Section 502 of the Housing Act of 1949, authorized the use of federal funds to help low- and very low-income persons purchase decent, safe, sanitary, and structurally sound homes in rural areas all across America.
Managed by the United States Department of Agriculture (USDA), this Section 502 funding is given out in the form of a loan that is known as the Rural USDA Direct Loan.
While this loan offers amazing benefits, it’s not for everyone. Use the information below to determine if it may be right for you.

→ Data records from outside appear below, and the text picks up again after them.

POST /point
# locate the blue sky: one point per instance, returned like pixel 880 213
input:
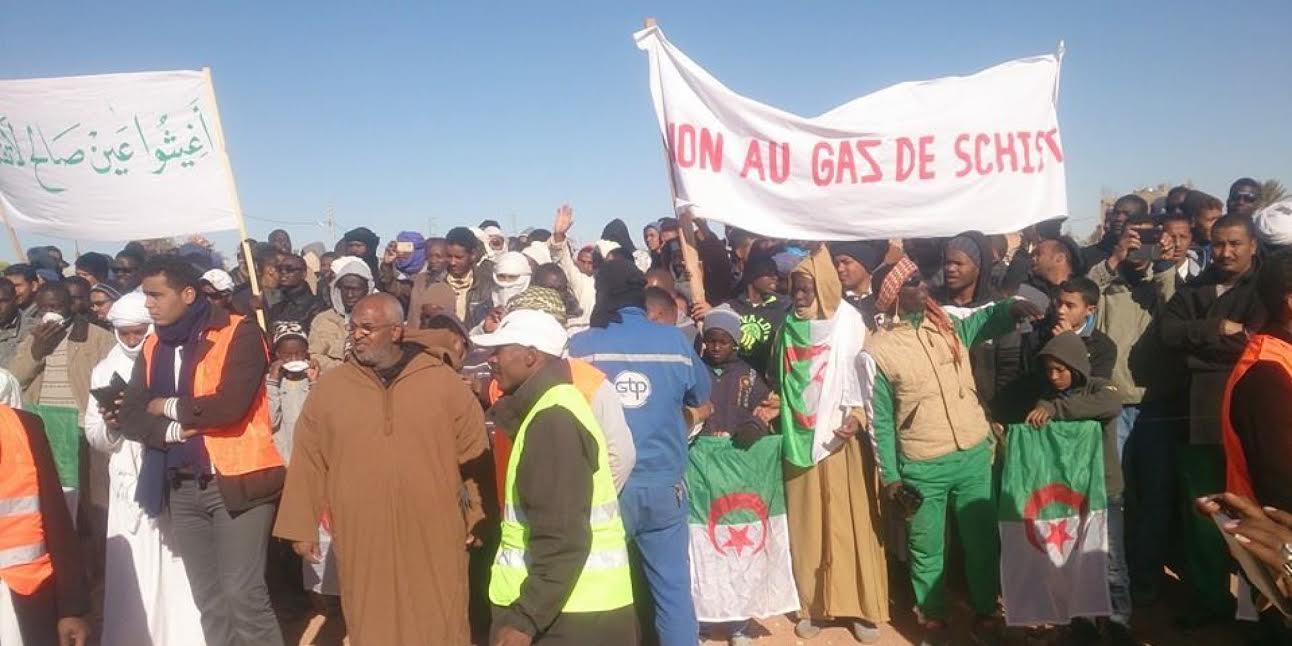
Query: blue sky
pixel 419 115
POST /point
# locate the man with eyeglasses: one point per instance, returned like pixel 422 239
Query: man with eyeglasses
pixel 1125 208
pixel 1243 197
pixel 125 270
pixel 296 300
pixel 390 446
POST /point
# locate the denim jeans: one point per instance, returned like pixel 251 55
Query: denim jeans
pixel 1119 578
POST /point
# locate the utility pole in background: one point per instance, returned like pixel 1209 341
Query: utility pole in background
pixel 330 221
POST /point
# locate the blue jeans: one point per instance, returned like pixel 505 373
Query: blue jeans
pixel 1125 423
pixel 655 521
pixel 1150 469
pixel 1119 578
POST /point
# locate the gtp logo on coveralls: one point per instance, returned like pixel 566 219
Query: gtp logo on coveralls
pixel 633 389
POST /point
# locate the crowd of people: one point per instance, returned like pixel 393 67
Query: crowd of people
pixel 482 438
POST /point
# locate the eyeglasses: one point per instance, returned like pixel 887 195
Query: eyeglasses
pixel 362 331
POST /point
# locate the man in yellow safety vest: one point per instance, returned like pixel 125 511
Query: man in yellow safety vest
pixel 561 573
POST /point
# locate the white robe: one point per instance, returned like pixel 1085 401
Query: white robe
pixel 146 596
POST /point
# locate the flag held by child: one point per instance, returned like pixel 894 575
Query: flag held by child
pixel 1053 523
pixel 739 538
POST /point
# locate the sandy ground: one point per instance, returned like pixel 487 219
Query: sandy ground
pixel 1153 625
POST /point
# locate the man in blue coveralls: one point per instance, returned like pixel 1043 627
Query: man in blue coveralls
pixel 656 374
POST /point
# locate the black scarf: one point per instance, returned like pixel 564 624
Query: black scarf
pixel 619 284
pixel 186 335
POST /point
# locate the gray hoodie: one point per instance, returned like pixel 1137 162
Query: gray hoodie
pixel 1088 398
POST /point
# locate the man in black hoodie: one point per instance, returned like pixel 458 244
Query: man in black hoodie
pixel 1209 321
pixel 362 243
pixel 1069 393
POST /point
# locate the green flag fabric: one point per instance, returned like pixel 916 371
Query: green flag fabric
pixel 62 428
pixel 817 367
pixel 1053 523
pixel 739 536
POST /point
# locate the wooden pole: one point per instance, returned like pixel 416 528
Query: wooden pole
pixel 233 197
pixel 685 221
pixel 20 255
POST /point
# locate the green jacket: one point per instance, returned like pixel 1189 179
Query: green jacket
pixel 1144 368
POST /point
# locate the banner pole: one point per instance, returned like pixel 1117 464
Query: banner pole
pixel 233 197
pixel 685 220
pixel 21 256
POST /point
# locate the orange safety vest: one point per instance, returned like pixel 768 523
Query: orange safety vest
pixel 246 445
pixel 584 376
pixel 23 558
pixel 1265 348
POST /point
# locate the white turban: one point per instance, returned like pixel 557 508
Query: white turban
pixel 539 252
pixel 509 264
pixel 1274 224
pixel 129 310
pixel 349 266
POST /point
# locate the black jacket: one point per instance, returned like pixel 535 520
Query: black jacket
pixel 553 483
pixel 242 383
pixel 1191 326
pixel 297 304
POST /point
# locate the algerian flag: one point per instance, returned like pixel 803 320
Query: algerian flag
pixel 739 538
pixel 1053 523
pixel 62 429
pixel 822 374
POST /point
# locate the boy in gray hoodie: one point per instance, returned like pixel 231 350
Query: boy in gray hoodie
pixel 1069 393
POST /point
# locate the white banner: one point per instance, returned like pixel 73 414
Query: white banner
pixel 916 159
pixel 115 156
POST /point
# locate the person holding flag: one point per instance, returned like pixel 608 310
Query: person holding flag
pixel 831 492
pixel 933 438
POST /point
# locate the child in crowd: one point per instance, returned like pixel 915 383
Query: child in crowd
pixel 287 385
pixel 1069 393
pixel 740 411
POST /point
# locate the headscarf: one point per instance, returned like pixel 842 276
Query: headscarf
pixel 106 290
pixel 616 231
pixel 288 330
pixel 978 250
pixel 346 266
pixel 540 299
pixel 539 252
pixel 821 269
pixel 368 238
pixel 416 261
pixel 509 264
pixel 486 234
pixel 868 253
pixel 618 284
pixel 886 301
pixel 129 310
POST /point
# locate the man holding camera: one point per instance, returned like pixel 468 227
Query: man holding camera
pixel 1208 322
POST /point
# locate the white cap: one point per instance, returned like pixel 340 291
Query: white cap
pixel 218 279
pixel 531 328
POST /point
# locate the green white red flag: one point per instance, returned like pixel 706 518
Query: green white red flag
pixel 1053 523
pixel 739 539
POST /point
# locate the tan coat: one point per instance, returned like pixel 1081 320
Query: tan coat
pixel 395 467
pixel 87 345
pixel 327 339
pixel 835 536
pixel 937 407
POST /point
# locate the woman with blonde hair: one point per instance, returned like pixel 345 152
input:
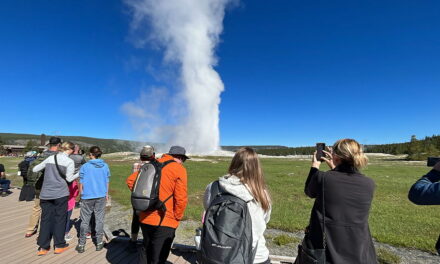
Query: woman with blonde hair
pixel 339 218
pixel 245 180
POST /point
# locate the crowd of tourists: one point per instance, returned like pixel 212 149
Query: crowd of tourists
pixel 237 206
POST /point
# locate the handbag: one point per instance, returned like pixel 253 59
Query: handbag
pixel 307 255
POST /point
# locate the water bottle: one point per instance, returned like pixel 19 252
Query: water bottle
pixel 197 238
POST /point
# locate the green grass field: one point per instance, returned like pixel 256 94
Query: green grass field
pixel 393 219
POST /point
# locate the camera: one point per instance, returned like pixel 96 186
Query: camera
pixel 320 147
pixel 432 161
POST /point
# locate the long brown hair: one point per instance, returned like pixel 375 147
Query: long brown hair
pixel 246 166
pixel 350 152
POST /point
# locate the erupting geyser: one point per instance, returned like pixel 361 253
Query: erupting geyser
pixel 188 31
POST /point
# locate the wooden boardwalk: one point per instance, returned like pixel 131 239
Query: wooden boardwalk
pixel 15 248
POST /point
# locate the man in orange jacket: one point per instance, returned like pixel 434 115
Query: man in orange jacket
pixel 159 238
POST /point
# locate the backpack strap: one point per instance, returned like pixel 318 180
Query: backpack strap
pixel 59 170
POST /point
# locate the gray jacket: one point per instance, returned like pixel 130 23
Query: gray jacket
pixel 54 186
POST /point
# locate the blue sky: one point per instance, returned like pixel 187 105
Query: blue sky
pixel 295 72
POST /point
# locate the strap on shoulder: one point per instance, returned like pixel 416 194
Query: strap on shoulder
pixel 216 189
pixel 59 170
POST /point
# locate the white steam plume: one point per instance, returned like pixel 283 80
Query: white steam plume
pixel 189 31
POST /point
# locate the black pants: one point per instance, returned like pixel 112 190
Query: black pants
pixel 53 222
pixel 135 224
pixel 157 242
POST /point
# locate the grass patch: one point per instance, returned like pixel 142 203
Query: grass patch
pixel 393 219
pixel 386 257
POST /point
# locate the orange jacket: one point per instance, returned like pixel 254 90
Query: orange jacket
pixel 173 181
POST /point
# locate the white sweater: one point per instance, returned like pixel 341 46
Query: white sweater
pixel 259 217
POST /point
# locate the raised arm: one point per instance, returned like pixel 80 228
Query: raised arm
pixel 426 191
pixel 311 188
pixel 180 194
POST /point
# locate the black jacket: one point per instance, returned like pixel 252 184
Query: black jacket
pixel 348 196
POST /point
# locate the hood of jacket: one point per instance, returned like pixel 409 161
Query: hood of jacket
pixel 234 186
pixel 97 163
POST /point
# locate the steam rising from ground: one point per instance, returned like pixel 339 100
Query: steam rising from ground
pixel 188 31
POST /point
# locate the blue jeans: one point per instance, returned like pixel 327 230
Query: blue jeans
pixel 97 207
pixel 4 185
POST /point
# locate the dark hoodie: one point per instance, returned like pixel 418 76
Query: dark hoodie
pixel 94 176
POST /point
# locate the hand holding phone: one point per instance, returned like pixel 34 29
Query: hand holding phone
pixel 320 147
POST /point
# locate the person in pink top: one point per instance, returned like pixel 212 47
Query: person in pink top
pixel 73 193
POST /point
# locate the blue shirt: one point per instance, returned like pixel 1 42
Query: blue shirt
pixel 94 176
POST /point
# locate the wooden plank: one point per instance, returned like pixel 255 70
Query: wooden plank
pixel 15 248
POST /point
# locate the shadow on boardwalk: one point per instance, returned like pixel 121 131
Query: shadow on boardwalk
pixel 15 248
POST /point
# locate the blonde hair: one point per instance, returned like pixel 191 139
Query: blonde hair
pixel 350 152
pixel 247 167
pixel 67 146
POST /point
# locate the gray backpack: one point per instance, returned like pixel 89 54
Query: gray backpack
pixel 227 230
pixel 145 194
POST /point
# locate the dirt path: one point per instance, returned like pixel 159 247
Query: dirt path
pixel 279 242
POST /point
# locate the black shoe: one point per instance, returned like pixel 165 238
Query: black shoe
pixel 99 246
pixel 80 248
pixel 132 246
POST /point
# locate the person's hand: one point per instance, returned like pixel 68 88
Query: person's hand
pixel 315 162
pixel 437 167
pixel 328 158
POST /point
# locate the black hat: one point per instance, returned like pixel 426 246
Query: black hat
pixel 178 151
pixel 54 141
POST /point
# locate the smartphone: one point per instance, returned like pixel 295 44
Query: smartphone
pixel 320 147
pixel 432 161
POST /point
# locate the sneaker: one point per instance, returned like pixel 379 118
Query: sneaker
pixel 61 250
pixel 42 251
pixel 99 246
pixel 80 248
pixel 68 237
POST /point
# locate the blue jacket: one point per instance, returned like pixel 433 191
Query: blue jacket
pixel 426 191
pixel 94 176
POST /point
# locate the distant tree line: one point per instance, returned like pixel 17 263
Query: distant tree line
pixel 415 149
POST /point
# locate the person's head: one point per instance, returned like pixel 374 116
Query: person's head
pixel 95 152
pixel 76 149
pixel 67 147
pixel 54 143
pixel 147 153
pixel 349 152
pixel 247 167
pixel 178 153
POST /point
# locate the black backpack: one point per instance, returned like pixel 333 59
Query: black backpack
pixel 227 230
pixel 145 194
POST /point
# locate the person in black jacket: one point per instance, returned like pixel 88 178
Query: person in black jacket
pixel 348 195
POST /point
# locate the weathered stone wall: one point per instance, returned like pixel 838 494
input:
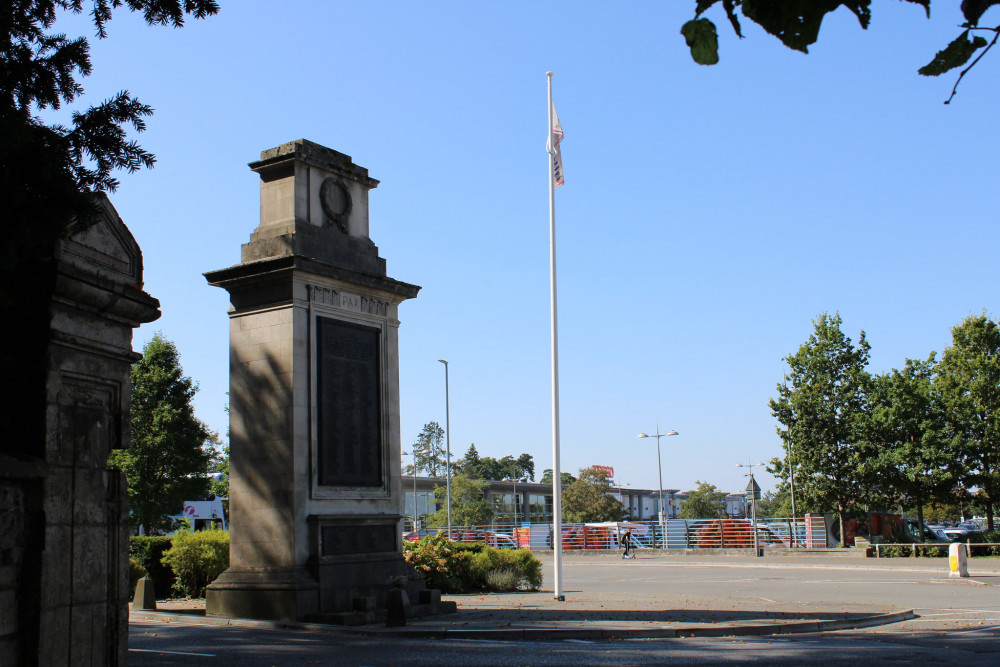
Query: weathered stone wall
pixel 63 515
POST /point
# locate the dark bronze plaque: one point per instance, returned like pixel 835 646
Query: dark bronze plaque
pixel 343 540
pixel 348 399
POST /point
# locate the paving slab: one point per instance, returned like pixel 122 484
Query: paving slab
pixel 639 613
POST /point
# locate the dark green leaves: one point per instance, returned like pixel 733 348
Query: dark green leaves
pixel 954 55
pixel 797 22
pixel 703 41
pixel 973 10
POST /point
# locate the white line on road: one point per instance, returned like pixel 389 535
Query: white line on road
pixel 969 632
pixel 150 650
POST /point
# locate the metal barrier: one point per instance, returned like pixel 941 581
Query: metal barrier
pixel 671 534
pixel 915 551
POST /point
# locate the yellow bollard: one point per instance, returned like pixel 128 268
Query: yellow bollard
pixel 958 560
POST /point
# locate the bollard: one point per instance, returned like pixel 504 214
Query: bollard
pixel 958 560
pixel 397 601
pixel 145 595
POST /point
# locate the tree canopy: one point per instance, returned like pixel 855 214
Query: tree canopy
pixel 486 467
pixel 171 449
pixel 469 506
pixel 820 408
pixel 48 173
pixel 705 502
pixel 566 478
pixel 796 24
pixel 589 499
pixel 970 390
pixel 428 451
pixel 907 429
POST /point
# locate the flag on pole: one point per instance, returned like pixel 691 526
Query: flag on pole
pixel 555 138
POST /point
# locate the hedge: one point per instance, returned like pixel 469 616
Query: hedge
pixel 459 567
pixel 148 552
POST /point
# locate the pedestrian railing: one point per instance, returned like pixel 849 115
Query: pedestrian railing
pixel 916 548
pixel 670 534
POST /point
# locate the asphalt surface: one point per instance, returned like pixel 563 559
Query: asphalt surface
pixel 664 596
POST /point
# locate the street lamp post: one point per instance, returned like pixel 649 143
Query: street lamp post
pixel 415 526
pixel 659 468
pixel 753 502
pixel 447 433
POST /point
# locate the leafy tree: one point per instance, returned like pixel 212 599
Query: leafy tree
pixel 589 499
pixel 169 456
pixel 489 468
pixel 220 464
pixel 566 478
pixel 796 23
pixel 906 425
pixel 969 383
pixel 428 452
pixel 48 174
pixel 469 506
pixel 774 504
pixel 821 408
pixel 705 502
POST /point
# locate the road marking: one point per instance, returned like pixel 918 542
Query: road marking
pixel 150 650
pixel 969 632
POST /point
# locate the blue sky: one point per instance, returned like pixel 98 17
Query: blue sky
pixel 709 214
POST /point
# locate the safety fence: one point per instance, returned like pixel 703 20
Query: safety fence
pixel 670 534
pixel 934 549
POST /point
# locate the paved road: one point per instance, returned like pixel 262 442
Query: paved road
pixel 958 620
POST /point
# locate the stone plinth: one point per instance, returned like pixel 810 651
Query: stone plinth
pixel 315 490
pixel 63 515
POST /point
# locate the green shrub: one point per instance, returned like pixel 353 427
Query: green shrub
pixel 521 562
pixel 906 551
pixel 442 563
pixel 458 567
pixel 148 553
pixel 135 572
pixel 197 559
pixel 504 580
pixel 980 538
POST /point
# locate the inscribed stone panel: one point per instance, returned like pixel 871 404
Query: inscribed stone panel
pixel 364 539
pixel 348 401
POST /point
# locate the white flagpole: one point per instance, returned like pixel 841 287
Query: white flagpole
pixel 556 473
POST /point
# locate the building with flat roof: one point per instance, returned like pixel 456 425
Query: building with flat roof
pixel 518 502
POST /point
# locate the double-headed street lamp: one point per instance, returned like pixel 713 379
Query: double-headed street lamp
pixel 659 468
pixel 523 479
pixel 752 490
pixel 447 433
pixel 413 454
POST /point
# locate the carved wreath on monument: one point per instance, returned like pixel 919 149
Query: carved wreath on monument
pixel 336 202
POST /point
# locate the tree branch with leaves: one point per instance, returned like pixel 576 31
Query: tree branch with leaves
pixel 796 24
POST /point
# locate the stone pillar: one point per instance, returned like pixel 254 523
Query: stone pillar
pixel 315 490
pixel 63 515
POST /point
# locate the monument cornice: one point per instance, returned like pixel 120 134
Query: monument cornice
pixel 307 152
pixel 273 267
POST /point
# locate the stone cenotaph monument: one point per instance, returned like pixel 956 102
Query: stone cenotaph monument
pixel 315 486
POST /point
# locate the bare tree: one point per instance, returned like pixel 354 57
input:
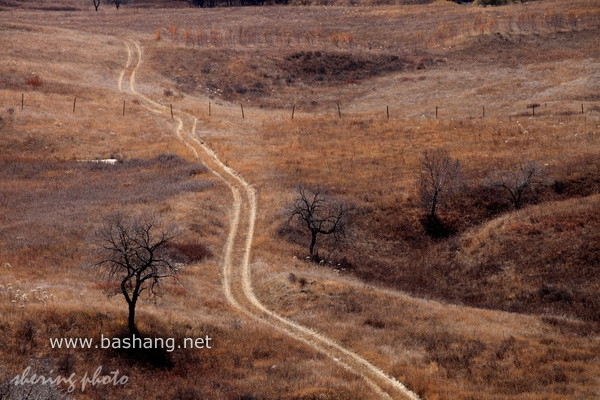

Reach out to us with questions.
Applicants must meet county income requirements (for example, $114k in King County, WA)
With payment assistance the monthly mortgage payment can be reduced to a low as an effective 1 percent interest rate.
Those with assets over $15k can be required to use a portion of those assets.
No mortgage insurance.
The USDA Direct Loan program is designed for low and very low-income borrowers, who cannot secure financing through traditional means. Are you a good fit? We can usually tell with a single conversation as we take a quick look at your income, household size, credit history, and a few other factors. From there you would put together your application and send it in to the USDA. If approved, they will issue you a Certificate of Eligibility letter, which lays out all the funding details and lending limit, and is usually good for 120 days.
While this is a nationwide program, funding is specifically set aside for rural properties (don’t worry, there’s plenty out there). Each county has their own borrowing limits and every property’s taxes, insurance, and other expenses are also taken into account.